This is what my manager has recommended to us. Just an online account. Personally that's what we do anyway. I can't remember the last time I entered a bank?


----------



## xgarb (May 6, 2011)

Spanish banks are mostly made up of psychopaths in head offices giving branch staff impossible targets and working out how to reduce services as much as possible while adding on charges where ever they think they will get away with it. I don't know how low income pensioners cope with all the charges, lack of service and technology walls put up by the banks here. So much different in the UK in my experience.

Spain needs a Girobank style bank for low income people and pensioners with basic services and low charges run out of the post office network.


----------



## ayrez (Sep 15, 2016)

Re using your credit card to access cash from ATM With Caixa. You will be given the option of taking the cash from the current account associated with the card or adding to your credit card. If you opt for taking cash from the current account there will be no charge. Must admit I had my doubts when I decided I would not pay for a debit card but I can assure you that it works.


----------



## The Skipper (Nov 26, 2014)

snikpoh said:


> Why not get an online account - they are all free


What we have now is an online account. It works well and is totally free. But CaixaBank have told us that they are imposing charges from June!


----------



## snikpoh (Nov 19, 2007)

The Skipper said:


> What we have now is an online account. It works well and is totally free. But CaixaBank have told us that they are imposing charges from June!


so look at all the others - wefferent for example


----------



## The Skipper (Nov 26, 2014)

snikpoh said:


> so look at all the others - wefferent for example


Exactly what I am doing and that's why I asked for feedback on ING. I don't think there is much point changing to a small Spanish bank because the likelihood is that they will be taken over by Caixa or one of the other big players in the near future and I could end up back where I am now.
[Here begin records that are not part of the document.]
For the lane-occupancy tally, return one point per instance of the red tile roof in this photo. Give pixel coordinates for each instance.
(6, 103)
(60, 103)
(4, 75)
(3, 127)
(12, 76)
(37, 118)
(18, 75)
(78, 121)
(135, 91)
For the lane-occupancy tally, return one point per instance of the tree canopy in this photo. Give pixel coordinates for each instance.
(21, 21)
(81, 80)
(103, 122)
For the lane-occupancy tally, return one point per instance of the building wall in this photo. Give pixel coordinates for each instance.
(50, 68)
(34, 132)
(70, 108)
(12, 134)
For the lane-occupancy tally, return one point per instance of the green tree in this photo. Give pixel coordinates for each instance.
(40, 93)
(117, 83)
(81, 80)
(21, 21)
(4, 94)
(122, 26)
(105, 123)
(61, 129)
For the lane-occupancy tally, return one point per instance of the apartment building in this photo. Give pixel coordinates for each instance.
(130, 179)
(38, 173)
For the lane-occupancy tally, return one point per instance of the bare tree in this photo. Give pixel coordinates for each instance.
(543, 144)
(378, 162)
I am interested to read the comments above from Ayrez so maybe there is a way around the new Caixa charges. I have been called to a meeting at the bank so I will wait to see what they say face-to-face.


----------



## snikpoh (Nov 19, 2007)

The Skipper said:


> Exactly what I am doing and that's why I asked for feedback on ING. I don't think there is much point changing to a small Spanish bank because the likelihood is that they will be taken over by Caixa or one of the other big players in the near future and I could end up back where I am now. I am interested to read the comments above from Ayrez so maybe there is a way around the new Caixa charges. I have been called to a meeting at the bank so I will wait to see what they say face-to-face.
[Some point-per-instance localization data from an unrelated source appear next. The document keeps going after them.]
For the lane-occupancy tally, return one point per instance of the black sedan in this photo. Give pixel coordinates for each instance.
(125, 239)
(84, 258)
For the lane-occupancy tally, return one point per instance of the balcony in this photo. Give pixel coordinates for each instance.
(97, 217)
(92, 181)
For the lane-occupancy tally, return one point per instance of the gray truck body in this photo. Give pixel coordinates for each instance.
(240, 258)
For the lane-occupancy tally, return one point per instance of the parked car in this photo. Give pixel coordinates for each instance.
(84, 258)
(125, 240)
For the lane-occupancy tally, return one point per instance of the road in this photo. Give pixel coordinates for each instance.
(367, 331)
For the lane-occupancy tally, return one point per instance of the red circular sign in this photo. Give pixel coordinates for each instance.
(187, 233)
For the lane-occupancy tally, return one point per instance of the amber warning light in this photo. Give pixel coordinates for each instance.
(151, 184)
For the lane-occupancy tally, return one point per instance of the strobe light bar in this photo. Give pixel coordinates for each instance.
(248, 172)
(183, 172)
do you have the caixabank now account?


----------



## The Skipper (Nov 26, 2014)

snikpoh said:


> do you have the caixabank now account?


Yes, the account is currently called CaixaBankNow, also known as HolaBank. That's probably about the fifth name our account has had since it was first opened with Bancaja 14 years ago!


----------



## MataMata (Nov 30, 2008)

I have a Caxia Hola bank A/C with credit card and apart from one single occasion where I transferred some money to UK in 4 years have not paid a single cent in fees or charges.


----------



## Sandiegosurf (Jun 2, 2013)

kaipa said:


> You can see why people believe in crypto currencies. Banks are basically too big to fail and too big too jail. They are basically the nearest thing we have to legalised criminals. Every single movement of our money incurs some kind of fractional payment to banks. Consider this: money transactions by banks are actually limited by working time periods!!. Yet money can be sent in a matter of seconds at anytime to anywhere. Banks simply say no to this because they have total control. Banks allow fraud and thefts to happen and feel they have a minimal duty to help and protect you. Banks harvest all your information and can do what they like with it. Cryptocurrencies are decentralized and more secure than banks. Any theft that happens is the responsibility of the individuals as the blockchain are the most secure systems we have. Cryptocurrencies dont cost you for buying them, selling them, storing them, transferring them. Cryptocurrencies are built to deflate not inflate. Cryptocurrencies provides you with total anonymity. No one is watching you. Cryptocurrencies are more democratic and more moral than banks


I 100% agree with this comment.


----------



## Sandiegosurf (Jun 2, 2013)

Alcalaina said:


> Crypto currencies are disastrous for the environment because of the energy needed to mine them, so we’ll all pay in the end. They are ideal for money laundering and organized crime. Lots of gullible people have lost their life savings speculating on them. I’d rather have a regulated banking system, despite its drawbacks.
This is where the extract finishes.